| Is it possible to write a script to scan all the internet (or at least the popular websites) and determine which ones are blocked? If you can find or make a list of websites you want to scan, you can script it. The biggest problem is doing it in a way that doesn't bring you to the attention of those doing the blocking. 1. Where can I find a list of all domain names, top 1000, top 100000? Alexa's "top 1,000,000" list (~10.2 MB download) is at http://s3.amazonaws.com/alexa-static/top-1m.csv.zip 2. Is it possible to conclusively determine censorship from headers only or do I have to load the whole page and compare HTML code with a sample? Bandwidth is very expensive here. It depends on the method used to block you from visiting a website. If DNS-based blocking is used, you can use very small DNS lookups to identify whether or not a website is blocked — all of the hostnames of blocked websites will probably resolve to the same IP address. (You can check this with "nslookup www.website.com" in Windows or "host www.website.com" on Linux, OS X, etc.) If this method works, it's probably the best way — DNS requests are less likely to be logged than HTTP requests, and DNS requests and responses are small. If the blocking uses a transparent proxy instead of forged DNS records, you could use HTTP HEAD requests and match against the "Server" header in the reply: Server: Apache/2.2.12 (Unix) mod_ssl/2.2.12 OpenSSL/0.9.7d mod_wsgi/3.2 mod_perl/1.29 PHP/4.4.1
The software listed in that "Server" header is terribly old, and I doubt you'll find any other web server on the Internet with that exact combination of software versions. So that could be a way to identify the server serving the "website blocked" page without downloading entire pages, but it might draw attention to you if you do it for thousands of websites. |
I think this is a HUGE issue that should not be taken lightly. A guy scanning certain websites from Iran IS going to attract some attention no matter how benign his motives. It just won't be taken lightly. That attention can land you on lists you don't want to be on.
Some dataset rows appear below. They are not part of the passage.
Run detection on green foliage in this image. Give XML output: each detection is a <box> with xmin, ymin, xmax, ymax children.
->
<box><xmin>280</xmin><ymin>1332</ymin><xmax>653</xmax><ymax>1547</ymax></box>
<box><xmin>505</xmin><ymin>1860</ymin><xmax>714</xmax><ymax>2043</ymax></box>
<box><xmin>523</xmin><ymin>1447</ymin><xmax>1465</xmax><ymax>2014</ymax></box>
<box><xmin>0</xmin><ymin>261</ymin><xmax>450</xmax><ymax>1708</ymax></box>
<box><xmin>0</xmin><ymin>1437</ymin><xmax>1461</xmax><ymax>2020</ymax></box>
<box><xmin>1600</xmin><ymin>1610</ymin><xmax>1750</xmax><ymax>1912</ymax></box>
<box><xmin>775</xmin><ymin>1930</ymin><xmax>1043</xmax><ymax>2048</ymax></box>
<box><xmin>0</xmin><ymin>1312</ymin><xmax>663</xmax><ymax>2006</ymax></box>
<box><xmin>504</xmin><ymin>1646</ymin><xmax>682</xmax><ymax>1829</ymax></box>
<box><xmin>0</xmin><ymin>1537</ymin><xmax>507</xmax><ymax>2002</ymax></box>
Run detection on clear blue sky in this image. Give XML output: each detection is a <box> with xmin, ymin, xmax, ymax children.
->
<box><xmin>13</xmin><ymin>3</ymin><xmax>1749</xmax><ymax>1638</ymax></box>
I'm not saying that I don't sympathize with his/her situation... I just think that certain actions can be viewed by people with a security mindset as hostile. Indeed it may only increase the number of sites being blocked. As well as, SEVERELY restricting his/her ability to travel without being arrested. And if you attract enough of the right attention... you may find that being arrested is the least of your worries.
And all of this doesn't even take into account what Iranian authorities may do from their end.
Advice like this, given on a public forum via easily identifiable pseudonyms, should be taken with a BIG grain of salt.